Ex-Boise State player enters plea in fatal crash
BOISE, Idaho -- A former Boise State University football player has entered a modified guilty plea to a charge of leaving the scene of an accident in which three members of a Boise family died.
Cam Hall, 23, a native of Kennewick, Wash., entered an Alford plea Wednesday in 4th District Court, not directly admitting guilt but conceding a jury would likely convict him for his actions in when Tony and Stephanie Perfect, both 23, and their 5-month-old daughter Zoe died in the crash. In exchange, prosecutors dropped a reckless driving charge.

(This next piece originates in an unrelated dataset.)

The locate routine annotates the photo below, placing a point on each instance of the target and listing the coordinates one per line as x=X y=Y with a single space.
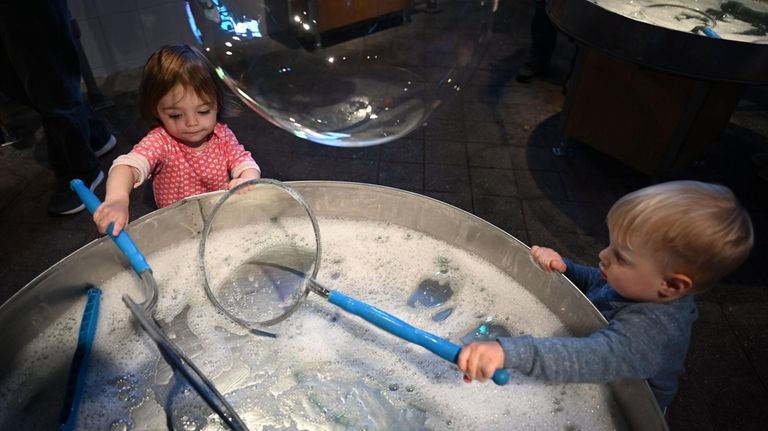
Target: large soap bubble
x=346 y=73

Hall is requesting a withheld judgment, which would result in removal of the felony from his record if he meets conditions set by a judge, and Ada County deputy prosecutor Patrick H. Owen said he would support the request.
The maximum penalty for leaving the scene of an accident is five years.
"My agreement with the defense is that probation and jail is an appropriate resolution and withheld judgment is appropriate," Owen said.
Hall originally faced involuntarily manslaughter charges, which were dropped in October.
His plea came two days after Mark Lazinka, 45, pleaded guilty to three counts of vehicular manslaughter. Prosecutors said they would recommend that he be sentenced to at least 30 years in prison and be barred from seeking probation for at least 15 years.
Sentencing for both is set for April 10.
State Police said Hall and Lazinka were racing on May 7 when Lazinka's truck smashed into the Perfect family car as it turned onto Idaho 55.
Hall avoided the car but didn't stop. He later called his football coach to tell him about the accident.
Lazinka's blood alcohol level was .17 at the time, more than double the legal .08 limit, investigators said. Forensic tests showed Tony Perfect had drunk alcohol and used methamphetamine.
Hall took himself off the Boise State roster following the accident but was reinstated after two games. He missed the MPC Computers Bowl in Boise in December after being declared academically ineligible.